Je levai la tête. Vis mon public. Voulus partir en courant. Pour la première fois depuis trente ans, j’avais le trac.
Le ban et l’arrière-ban du Nid s’étendaient devant moi aussi loin que portait la vue, serrés comme des asperges. Oui, je savais qu’il me fallait pour débuter avancer lentement le long de l’allée centrale, jusqu’à l’autre extrémité, jusqu’à la déclivité qui menait jusqu’au Sein du Nid intérieur.
Mais j’étais paralysé.
Je me disais : « Voyons, mon ami, tu es John Joseph Bonforte. Tu es venu ici bien des fois avant aujourd’hui. Et ces personnes sont tes amis. Tu es ici parce que tu veux être ici. Et parce qu’ils veulent que tu y sois. Avance donc, le long de la nef, pom pom pom pom, pom pom pom pom… Et vive la Mariée ! »

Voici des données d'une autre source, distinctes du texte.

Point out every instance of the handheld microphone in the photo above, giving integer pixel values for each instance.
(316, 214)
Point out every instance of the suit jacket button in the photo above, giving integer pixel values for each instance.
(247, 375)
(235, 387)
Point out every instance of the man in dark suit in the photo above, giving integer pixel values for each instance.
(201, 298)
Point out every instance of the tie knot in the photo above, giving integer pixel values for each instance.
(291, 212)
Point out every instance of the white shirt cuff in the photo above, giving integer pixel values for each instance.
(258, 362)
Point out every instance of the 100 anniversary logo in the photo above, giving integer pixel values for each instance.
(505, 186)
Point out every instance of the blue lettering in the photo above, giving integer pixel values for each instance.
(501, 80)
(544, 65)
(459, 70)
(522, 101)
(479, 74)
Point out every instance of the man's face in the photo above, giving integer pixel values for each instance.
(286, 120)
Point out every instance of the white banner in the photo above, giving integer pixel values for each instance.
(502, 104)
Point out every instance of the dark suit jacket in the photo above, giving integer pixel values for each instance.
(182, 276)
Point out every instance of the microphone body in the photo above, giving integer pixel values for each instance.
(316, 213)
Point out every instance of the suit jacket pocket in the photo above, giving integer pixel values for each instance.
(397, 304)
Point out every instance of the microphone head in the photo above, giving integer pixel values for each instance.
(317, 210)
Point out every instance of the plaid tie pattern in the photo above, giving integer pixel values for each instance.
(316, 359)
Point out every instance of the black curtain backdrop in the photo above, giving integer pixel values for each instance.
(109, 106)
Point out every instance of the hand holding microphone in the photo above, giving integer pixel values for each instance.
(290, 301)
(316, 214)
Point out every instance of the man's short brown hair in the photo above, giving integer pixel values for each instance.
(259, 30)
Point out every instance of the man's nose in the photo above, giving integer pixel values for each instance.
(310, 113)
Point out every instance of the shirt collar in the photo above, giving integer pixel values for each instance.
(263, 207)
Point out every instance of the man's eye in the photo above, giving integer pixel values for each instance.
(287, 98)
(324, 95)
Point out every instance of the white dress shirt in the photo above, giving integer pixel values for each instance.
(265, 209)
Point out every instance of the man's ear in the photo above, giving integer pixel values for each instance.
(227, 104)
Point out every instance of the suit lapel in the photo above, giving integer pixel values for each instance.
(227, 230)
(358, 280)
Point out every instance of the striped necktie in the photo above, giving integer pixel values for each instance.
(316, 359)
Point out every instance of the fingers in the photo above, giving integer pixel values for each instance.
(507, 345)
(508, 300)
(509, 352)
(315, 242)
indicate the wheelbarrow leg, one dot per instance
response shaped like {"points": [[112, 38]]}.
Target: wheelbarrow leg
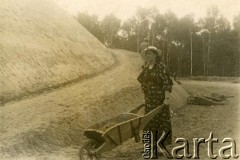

J’étais redevenu Bonforte. J’étais l’oncle Joe Bonforte. Le Bonforte déterminé à faire parfaitement ce qu’il faisait et à réussir, pour le plus grand honneur et pour le plus grand bien de son peuple et de sa race. Et pour ses amis de Mars aussi. Je respirai, mis le pied en avant.
Et d’avoir respiré devait me sauver parce que cela me fit sentir l’exquis, l’incomparable parfum. Ces milliers et ces milliers de Martiens en rangs compacts me donnaient l’impression que l’on avait laissé tomber par terre et cassé une caisse entière de flacons de Désir sauvage.
J’étais tellement sûr de respirer le parfum de C. des Champs-Elysées, que sans même y réfléchir, je regardai derrière moi. Non, Penny ne me suivait pas.